1) Past research from Amy Cuddy’s lab (amongst others) has shown that “power posing” (e.g., expansive postures, of the type associated with dominance) affects people’s sense of power. This research has also shown that the effects of power posing affect testosterone and cortisol levels and affect risk taking behavior.
2) A replication attempt, using a much bigger sample size found no evidence for effects on testosterone, cortisol, and risk taking. However, the replication did find an effect on self-reported sense of power.

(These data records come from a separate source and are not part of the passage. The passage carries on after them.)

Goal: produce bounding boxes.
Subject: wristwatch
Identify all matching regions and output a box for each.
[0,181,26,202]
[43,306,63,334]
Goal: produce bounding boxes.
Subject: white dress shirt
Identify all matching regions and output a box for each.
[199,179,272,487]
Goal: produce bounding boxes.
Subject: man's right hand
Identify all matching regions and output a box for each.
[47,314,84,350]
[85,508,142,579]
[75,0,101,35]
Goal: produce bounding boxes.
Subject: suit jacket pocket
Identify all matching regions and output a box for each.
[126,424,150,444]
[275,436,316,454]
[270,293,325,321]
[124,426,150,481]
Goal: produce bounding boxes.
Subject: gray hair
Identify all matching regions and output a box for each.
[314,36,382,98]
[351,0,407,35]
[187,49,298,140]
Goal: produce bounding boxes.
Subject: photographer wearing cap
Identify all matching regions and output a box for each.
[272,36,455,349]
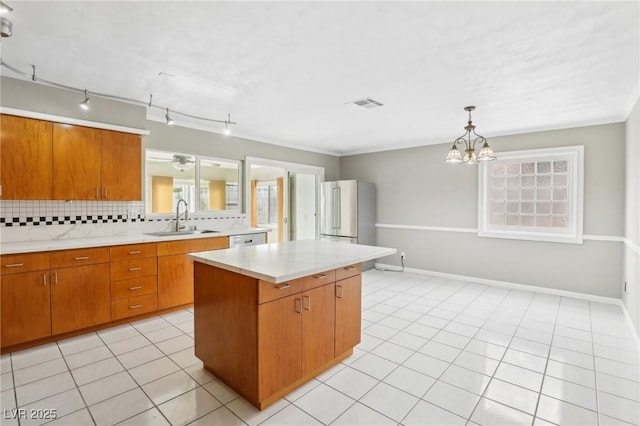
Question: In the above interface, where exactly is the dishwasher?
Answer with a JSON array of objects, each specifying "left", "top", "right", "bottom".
[{"left": 229, "top": 233, "right": 266, "bottom": 247}]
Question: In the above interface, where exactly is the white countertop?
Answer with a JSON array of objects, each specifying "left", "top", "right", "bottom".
[
  {"left": 188, "top": 239, "right": 397, "bottom": 283},
  {"left": 0, "top": 228, "right": 268, "bottom": 255}
]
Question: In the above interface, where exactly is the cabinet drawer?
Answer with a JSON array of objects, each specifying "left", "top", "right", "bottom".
[
  {"left": 110, "top": 243, "right": 157, "bottom": 261},
  {"left": 111, "top": 276, "right": 157, "bottom": 300},
  {"left": 111, "top": 293, "right": 157, "bottom": 320},
  {"left": 335, "top": 263, "right": 361, "bottom": 281},
  {"left": 302, "top": 269, "right": 336, "bottom": 291},
  {"left": 258, "top": 278, "right": 302, "bottom": 304},
  {"left": 1, "top": 252, "right": 49, "bottom": 275},
  {"left": 110, "top": 257, "right": 157, "bottom": 281},
  {"left": 50, "top": 247, "right": 109, "bottom": 268},
  {"left": 157, "top": 236, "right": 229, "bottom": 256}
]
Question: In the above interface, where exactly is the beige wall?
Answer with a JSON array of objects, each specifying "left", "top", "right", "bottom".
[
  {"left": 624, "top": 98, "right": 640, "bottom": 338},
  {"left": 341, "top": 122, "right": 626, "bottom": 298}
]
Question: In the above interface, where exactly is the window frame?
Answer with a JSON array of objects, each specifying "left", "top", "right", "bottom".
[
  {"left": 477, "top": 145, "right": 584, "bottom": 244},
  {"left": 144, "top": 148, "right": 242, "bottom": 217}
]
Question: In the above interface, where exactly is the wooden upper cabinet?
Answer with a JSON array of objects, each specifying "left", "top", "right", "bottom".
[
  {"left": 0, "top": 115, "right": 53, "bottom": 200},
  {"left": 53, "top": 123, "right": 102, "bottom": 200},
  {"left": 101, "top": 130, "right": 141, "bottom": 200}
]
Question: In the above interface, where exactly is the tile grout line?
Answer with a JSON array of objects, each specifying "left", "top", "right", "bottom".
[{"left": 530, "top": 293, "right": 562, "bottom": 425}]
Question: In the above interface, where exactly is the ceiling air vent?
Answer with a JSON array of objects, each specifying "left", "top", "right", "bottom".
[{"left": 349, "top": 97, "right": 384, "bottom": 109}]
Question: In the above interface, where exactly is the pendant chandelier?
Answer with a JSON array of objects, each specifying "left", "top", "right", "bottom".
[{"left": 445, "top": 106, "right": 496, "bottom": 164}]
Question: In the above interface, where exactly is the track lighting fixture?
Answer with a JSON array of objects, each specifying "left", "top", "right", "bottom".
[
  {"left": 79, "top": 89, "right": 91, "bottom": 110},
  {"left": 0, "top": 60, "right": 239, "bottom": 131}
]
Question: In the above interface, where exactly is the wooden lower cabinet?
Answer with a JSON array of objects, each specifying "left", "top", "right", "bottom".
[
  {"left": 301, "top": 284, "right": 336, "bottom": 374},
  {"left": 335, "top": 274, "right": 362, "bottom": 356},
  {"left": 195, "top": 262, "right": 360, "bottom": 410},
  {"left": 112, "top": 293, "right": 157, "bottom": 320},
  {"left": 158, "top": 254, "right": 194, "bottom": 309},
  {"left": 257, "top": 294, "right": 302, "bottom": 400},
  {"left": 1, "top": 271, "right": 51, "bottom": 347},
  {"left": 51, "top": 263, "right": 111, "bottom": 335},
  {"left": 157, "top": 236, "right": 229, "bottom": 309}
]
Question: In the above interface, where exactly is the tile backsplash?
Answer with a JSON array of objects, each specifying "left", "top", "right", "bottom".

3) Cuddy replied to this replication, suggesting several moderating variables. For example, a major difference between the original study and the replication was that in the replication participants were told that power posing could affect their behavior.
4) Cuddy also provided a qualitative meta-analysis showing that lots of other work has shown the same effect she has.

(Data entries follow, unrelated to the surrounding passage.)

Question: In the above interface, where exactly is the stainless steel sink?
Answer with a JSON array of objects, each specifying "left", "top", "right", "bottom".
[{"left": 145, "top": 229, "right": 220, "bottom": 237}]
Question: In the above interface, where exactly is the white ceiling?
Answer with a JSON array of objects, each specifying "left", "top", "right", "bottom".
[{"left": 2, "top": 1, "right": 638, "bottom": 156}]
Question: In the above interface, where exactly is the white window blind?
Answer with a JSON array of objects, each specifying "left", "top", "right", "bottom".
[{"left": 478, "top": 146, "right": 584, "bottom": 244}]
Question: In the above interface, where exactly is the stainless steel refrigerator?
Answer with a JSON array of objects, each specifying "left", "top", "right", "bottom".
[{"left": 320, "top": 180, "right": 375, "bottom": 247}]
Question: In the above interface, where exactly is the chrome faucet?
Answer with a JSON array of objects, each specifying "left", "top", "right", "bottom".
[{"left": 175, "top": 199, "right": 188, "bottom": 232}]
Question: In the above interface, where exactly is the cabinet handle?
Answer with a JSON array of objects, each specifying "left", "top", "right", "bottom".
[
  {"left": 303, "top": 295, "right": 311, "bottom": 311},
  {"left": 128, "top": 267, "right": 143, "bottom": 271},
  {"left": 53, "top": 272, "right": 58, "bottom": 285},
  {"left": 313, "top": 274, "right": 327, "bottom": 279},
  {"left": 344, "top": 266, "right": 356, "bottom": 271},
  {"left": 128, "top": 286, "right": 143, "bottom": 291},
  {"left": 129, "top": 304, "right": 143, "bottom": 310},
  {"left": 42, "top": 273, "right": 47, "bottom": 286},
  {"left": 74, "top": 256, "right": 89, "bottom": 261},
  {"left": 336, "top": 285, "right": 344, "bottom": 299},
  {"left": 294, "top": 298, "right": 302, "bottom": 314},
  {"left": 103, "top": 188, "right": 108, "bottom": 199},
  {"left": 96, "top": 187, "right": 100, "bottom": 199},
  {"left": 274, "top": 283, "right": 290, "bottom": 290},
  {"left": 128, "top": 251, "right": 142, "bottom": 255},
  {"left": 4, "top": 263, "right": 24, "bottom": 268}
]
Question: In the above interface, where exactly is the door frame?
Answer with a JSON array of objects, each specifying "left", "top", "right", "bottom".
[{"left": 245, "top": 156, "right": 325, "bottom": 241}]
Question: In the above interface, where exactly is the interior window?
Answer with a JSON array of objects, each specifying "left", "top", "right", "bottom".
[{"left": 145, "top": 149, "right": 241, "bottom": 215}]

5) Uri Simonsohn and Joe Simmons attempted to analyze the situation in a recent blog post, trying to figure out why the replication failed (http://datacolada.org/2015/05/08/37-power-posing-reassessing-the-evidence-behind-the-most-popular-ted-talk/). All of the relevant papers are linked there.
Here is a critical read of their analysis:
6) Using a method developed by Simonsohn (the small telescope method) to quantify the detectability of an effect, they show that in retrospect, the original study had only a 5% chance of detecting the effect they report on risk taking.
In other words, it seems that the original study didn’t employ the proper methods to allow it to claim what it had claimed regarding risk taking. The effect on cortisol and testosterone supposedly aren’t so detectable as well.
This definitely raises doubts. But here is my question-
Carney and Cuddy use one manipulation and show an effect on 4 different measures.
If the effect was random noise, what are the odds of observing it on 4 measures? (risk taking, testosterone levels, cortisol levels, sense of power). It seems that a different application of the “small telescope approach” is needed to account for the conjunction of events.
Alternatively, it could mean that the correlation between the 4 outcomes measures is extremely high, and due to luck, high-testosterone participants (who are also more powerful, risk takers, lower cortisol) ended up in the power pose group.
7) Simonsohn and Simmons then moved on to examine Cuddy’s claim that the effect was replicated by other people. Apparently, a p-curve analysis shows that these previous studies seem to suffer from publication bias.
This seems to undercut Cuddy’s claims that the failed replication is just a drop of water in an ocean of significant results.
But- was the failed replication indeed a failed replication?
Ranehill successfully replicated the effect of posture on self-reported power. They didn't replicate the effect on hormones, and risk taking.
Simonsohn and Simmons refers to this as a “manipulation check”, following Cuddy and Careney’s own words. However, when we take a step back and think about it, isn't this the effect that we are talk about when we think of this literature? That striking a pose makes you feel more powerful? Feeling more powerful must have meaningful effects. Only question is what are these effects.
Now- we know from a lot of other studies, in humans and in non-humans, that a sense of social dominance is correlated with increased testosterone, lowers cortisol, increases risk taking. We don’t need to trust Carney and Cuddy on this one.
If a sense of power is indeed correlated with all those things, then (knowing that the effect of power on self-report is real) suggests that some aspect of Ranehill’s design (e.g., when testosterone was sampled, something about the population and its levels of stress) may indeed be at fault for failing to find the correlation between sense of power and testosterone.
If a sense of power is not correlated with testosterone, cortisol, risk taking, this brings me back to the comment made in point 6 (above):
In such a case it is unlikely that Carney and Cuddy lucked out on 4 out of 4 uncorrelated measures. The actual metrics used to assess the level of evidence provided in her original study are biased against her. A small telescope examination that accounts for the conjunction of 4 outcome measures is needed. No?
If I’m wrong, I’d be happy to hear comments.